Simulation-based design of PV cooling systems for residential buildings in hot and dry climates

The contribution focuses on the simulate-based design and optimization of photovoltaic (PV)-driven cooling systems for residential buildings in hot and dry countries. The analyzed system includes the PV generator, the electric battery, the vapor compression chiller, the air-conditioned building and the controller technologies.
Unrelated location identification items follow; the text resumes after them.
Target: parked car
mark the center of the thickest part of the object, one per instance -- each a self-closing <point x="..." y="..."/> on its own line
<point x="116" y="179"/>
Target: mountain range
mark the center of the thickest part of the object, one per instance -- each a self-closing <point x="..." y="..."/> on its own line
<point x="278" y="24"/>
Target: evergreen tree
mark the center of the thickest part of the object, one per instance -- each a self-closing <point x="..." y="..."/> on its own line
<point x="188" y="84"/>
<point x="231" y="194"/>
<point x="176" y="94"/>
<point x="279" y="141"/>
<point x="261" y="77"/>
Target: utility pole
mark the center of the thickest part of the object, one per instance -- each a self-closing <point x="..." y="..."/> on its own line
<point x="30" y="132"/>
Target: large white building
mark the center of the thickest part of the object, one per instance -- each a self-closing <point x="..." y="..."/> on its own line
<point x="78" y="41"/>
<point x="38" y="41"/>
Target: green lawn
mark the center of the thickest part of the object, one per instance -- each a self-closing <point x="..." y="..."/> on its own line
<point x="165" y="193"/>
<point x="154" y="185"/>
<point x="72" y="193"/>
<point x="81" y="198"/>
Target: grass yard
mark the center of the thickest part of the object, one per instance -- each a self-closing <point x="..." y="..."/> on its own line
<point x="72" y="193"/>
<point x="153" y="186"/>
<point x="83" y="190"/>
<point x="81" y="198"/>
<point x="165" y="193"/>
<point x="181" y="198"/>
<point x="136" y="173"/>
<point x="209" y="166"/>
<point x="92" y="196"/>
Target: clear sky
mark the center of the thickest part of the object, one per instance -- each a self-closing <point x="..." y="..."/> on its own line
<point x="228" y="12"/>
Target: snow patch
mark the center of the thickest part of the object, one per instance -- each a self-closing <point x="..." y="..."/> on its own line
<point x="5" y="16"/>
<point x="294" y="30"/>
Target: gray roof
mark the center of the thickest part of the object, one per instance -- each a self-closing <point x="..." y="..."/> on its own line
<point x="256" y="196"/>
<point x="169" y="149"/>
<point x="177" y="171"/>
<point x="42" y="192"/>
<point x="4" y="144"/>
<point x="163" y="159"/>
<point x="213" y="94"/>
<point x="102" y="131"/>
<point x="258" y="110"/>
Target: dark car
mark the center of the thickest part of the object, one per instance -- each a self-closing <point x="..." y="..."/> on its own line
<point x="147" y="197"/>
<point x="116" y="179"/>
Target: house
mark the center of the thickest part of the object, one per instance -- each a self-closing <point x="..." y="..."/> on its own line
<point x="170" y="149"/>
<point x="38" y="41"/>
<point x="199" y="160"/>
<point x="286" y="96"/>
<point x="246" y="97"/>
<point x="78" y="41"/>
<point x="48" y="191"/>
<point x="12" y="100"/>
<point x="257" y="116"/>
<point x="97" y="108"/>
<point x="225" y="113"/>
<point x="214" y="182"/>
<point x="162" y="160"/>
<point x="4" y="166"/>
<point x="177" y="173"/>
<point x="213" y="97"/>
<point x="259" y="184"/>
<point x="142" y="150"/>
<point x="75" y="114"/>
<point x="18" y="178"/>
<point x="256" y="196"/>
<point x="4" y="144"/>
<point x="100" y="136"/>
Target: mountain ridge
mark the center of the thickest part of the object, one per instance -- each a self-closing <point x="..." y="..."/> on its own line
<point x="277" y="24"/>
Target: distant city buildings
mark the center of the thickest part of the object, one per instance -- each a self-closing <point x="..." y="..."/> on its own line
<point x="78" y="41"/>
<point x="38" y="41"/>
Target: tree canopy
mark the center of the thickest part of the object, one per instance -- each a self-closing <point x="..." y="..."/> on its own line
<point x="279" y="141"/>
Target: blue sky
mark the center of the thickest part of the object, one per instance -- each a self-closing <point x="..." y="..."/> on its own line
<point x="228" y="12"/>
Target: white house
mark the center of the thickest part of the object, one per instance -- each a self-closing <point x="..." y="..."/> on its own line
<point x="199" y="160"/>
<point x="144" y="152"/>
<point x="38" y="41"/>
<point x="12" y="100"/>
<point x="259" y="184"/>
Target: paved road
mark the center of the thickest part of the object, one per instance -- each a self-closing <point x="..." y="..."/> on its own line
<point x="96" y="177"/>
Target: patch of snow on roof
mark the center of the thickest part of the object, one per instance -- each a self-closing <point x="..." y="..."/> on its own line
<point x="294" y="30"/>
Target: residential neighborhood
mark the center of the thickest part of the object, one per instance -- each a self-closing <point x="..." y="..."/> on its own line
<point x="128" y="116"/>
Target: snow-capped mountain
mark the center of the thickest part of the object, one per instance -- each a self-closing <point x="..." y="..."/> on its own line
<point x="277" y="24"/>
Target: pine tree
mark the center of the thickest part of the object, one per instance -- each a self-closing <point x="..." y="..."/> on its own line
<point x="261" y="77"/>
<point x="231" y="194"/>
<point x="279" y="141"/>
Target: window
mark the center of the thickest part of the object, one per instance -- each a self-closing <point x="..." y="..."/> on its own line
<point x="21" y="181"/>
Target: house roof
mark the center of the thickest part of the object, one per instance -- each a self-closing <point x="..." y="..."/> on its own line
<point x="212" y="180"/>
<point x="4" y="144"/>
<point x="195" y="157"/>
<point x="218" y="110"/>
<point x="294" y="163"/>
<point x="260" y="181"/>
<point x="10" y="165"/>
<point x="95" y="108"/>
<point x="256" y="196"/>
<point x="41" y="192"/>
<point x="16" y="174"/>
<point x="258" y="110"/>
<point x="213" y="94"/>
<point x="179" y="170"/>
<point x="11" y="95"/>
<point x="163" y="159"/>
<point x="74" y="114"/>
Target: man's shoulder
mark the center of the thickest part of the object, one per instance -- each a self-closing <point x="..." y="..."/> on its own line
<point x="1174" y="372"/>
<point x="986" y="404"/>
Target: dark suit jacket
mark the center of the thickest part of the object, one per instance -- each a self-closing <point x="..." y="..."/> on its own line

Systems with split-devices for direct air-cooling and also water-based systems for cooling ceilings are considered. The simulation studies are carried based on the Modelica library BuildingSystems and also in combination with the building simulation tool EnergyPlus and the framework for co-simulation BCVTB. In a first step, principal questions about the system design of photovoltaic-driven cooling systems under hot and dry climate conditions are analyzed, e.g. to find out matching system parameters like installed PV-power, battery capacity, vapor chiller cooling power taking into account the thermal capacity of the air-conditioned building. For this purpose, a pure Modelica system model with a simplified one-zone thermal building model is used. In a second step, a use case of a multi-zone building is studied, in which the building envelope is modeled with EnergyPlus and the air-conditioning system and the control strategy in Modelica. Both sub-models are integrated with BCVTB to the system model. The simulation study was carried for the hot and dry location Hashtgerd in North Iran and the City El Gouna on the west coast of Egypt.